Appeal doesn’t claim innocence

Appeal doesn’t claim innocence

It took a long time, but we finally got it — Steve Raucci’s appeal of his conviction for setting exp

It took a long time, but we finally got it — Steve Raucci’s appeal of his conviction for setting explosives and vandalizing homes and cars during his reign as bully-boy of the Schenectady City School District.

How long did it take? Two years, actually, as Raucci’s appeals lawyer, Alan J. Pierce of Syracuse, requested and got extension after extension from the Appellate Division of state Supreme Court, following Raucci’s trial in March of 2010.

The result is an 81-page brief arguing that Raucci’s conviction should be overturned or, failing that, that his sentence should be reduced from the 23-years-to-life that he got to the 17-to-25-years that he could have gotten.

I have sweated my way through this not-so-brief, wrestling with legal arcana that could easily choke a reader not initiated in the appellate arts, and my impression is that it’s largely nitpicking and does not argue or even imply that Steve Raucci is innocent.
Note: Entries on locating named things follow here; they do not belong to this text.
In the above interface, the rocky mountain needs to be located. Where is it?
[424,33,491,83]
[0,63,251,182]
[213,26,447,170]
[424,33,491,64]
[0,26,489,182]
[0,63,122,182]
Some of the nits:

* An FBI video that was played for the jury, showing the explosive power of the kind of “quarter sticks” that Raucci planted, was unduly prejudicial.

* Testimony about crimes that Raucci was not charged with should not have been admitted.

* Raucci’s trial lawyer failed to object to a witness’s interpretation of facial expressions.

* A briefcase belonging to Raucci containing newspaper clippings was improperly seized.

* Raucci was improperly tried in Schenectady County for crimes that were committed in Rensselaer and Saratoga counties.

That last one is actually an interesting issue: Under what circumstances can someone be tried in one county for crimes committed in another? The answer is, when the crimes were intended to have a “particular effect” in the first county, as Raucci’s extra-territorial vandalism was allegedly intended to have particular effects in Schenectady.

It’s something that can be argued. The curious thing here is that, as Schenectady County District Attorney Robert Carney pointed out to me, Raucci’s winning the argument would not do him any practical good, since the strictly Schenectady crimes he was convicted of are sufficient to keep him in prison for the full 23-to-life sentence. That’s because the trial judge, Polly Hoye, made the sentences for most of the 18 crimes concurrent.

A win on appeal for the 14 out-of-county crimes would be strictly academic.

But of course I understand this is what appeals lawyers do — they find every little hook they can possibly hang a fedora on, and they hope for the best.

The appeals brief sweepingly declares that the case against Raucci was “a weak, largely circumstantial case,” but as Carney noted, it failed to mention the most damning evidence, which was a tape recording of Raucci boasting of his crimes.

I can’t blame a lawyer for overlooking something as inconvenient as that. And as I say, no argument is made that Raucci didn’t commit the crimes he was convicted of.

I don’t know what a job like this costs — two years of work resulting in a dense 81-page document, with oral arguments still to come, but whatever it is, I guess Raucci is good for it. Even in prison, he collects his $79,067 pension, although a challenge to it is pending.